When she offered him a Tic-Tac, he took this to mean she was going to poison him, and had “activated” some toxin in the sweets by shaking the container.

Dr Smith said the defendant told him that when he saw Ms Valdgeima return from the apartment’s bathroom with her hands behind her back, he became convinced she had a weapon.

He told the doctor that his thoughts were: “it’s either me or she”.

Then he took out the knife and stabbed her.

He said as he did this he saw the face of a person he knew from Chechnya speaking a proverb translated as: “If you put the knife out, you must cut.”

“These thoughts were in my head, and I thought it was coming from above,” he said in interview.

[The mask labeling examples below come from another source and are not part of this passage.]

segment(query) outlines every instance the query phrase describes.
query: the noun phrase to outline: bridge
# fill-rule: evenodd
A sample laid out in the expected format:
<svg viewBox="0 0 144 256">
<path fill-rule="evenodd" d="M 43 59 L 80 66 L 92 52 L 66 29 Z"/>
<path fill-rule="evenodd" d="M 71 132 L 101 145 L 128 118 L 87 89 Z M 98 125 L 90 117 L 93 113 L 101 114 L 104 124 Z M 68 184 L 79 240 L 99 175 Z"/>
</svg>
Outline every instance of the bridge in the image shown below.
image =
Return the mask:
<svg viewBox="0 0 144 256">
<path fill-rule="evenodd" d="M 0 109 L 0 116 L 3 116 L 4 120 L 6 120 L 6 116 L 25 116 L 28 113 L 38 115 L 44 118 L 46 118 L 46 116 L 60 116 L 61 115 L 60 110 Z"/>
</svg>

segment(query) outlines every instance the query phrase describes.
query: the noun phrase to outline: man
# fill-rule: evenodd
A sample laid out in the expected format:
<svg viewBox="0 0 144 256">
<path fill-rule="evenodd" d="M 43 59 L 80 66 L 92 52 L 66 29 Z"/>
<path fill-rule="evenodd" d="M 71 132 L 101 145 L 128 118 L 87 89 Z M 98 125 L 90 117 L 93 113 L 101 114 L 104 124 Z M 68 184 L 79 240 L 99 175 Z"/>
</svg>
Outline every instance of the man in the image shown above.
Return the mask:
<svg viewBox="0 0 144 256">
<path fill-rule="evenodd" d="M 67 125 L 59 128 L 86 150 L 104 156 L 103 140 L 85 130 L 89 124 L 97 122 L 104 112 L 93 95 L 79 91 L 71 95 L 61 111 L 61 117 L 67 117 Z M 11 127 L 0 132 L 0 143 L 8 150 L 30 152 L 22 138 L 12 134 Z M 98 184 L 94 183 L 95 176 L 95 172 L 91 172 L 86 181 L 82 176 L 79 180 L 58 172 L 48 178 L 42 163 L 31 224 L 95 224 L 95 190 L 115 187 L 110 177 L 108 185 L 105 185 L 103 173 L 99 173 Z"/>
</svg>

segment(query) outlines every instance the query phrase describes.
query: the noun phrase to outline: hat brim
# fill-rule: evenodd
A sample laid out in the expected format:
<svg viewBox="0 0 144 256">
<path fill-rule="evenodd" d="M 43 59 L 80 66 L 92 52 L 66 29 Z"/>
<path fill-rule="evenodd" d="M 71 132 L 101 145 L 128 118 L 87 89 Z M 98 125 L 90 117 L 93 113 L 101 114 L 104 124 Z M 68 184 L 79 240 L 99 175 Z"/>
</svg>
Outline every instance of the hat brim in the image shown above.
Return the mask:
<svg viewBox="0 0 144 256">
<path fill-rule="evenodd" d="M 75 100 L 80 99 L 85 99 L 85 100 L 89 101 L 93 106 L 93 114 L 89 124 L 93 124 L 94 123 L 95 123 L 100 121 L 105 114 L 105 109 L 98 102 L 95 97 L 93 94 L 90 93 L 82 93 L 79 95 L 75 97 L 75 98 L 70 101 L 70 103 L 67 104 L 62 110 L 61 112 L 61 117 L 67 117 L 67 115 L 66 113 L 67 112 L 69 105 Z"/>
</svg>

“Although becoming mentally unwell, [Mr Leitons] was able to act normal enough for the victim to meet up with him,” Dr Smith told the trial.

"Although Mr Leiton was mentally disordered I am not satisfied that his condition is impaired to such a degree to meet the criteria for not guilty by reason of insanity," Dr Smith said.

He told the court it happened during an "acute psychotic lapse of paranoid schizophrenia most likely precipitated by his non-adherence with prescribed antipsychotic medication up to three weeks prior".

Dr Ronan Mullaney of the Central Mental Hospital said Mr Leitons was suffering from paranoid schizophrenia for several years prior to and at the time of the offence and met the three criteria for a defence of not guilty by reason of insanity under the Criminal Law (Insanity) Act 2006.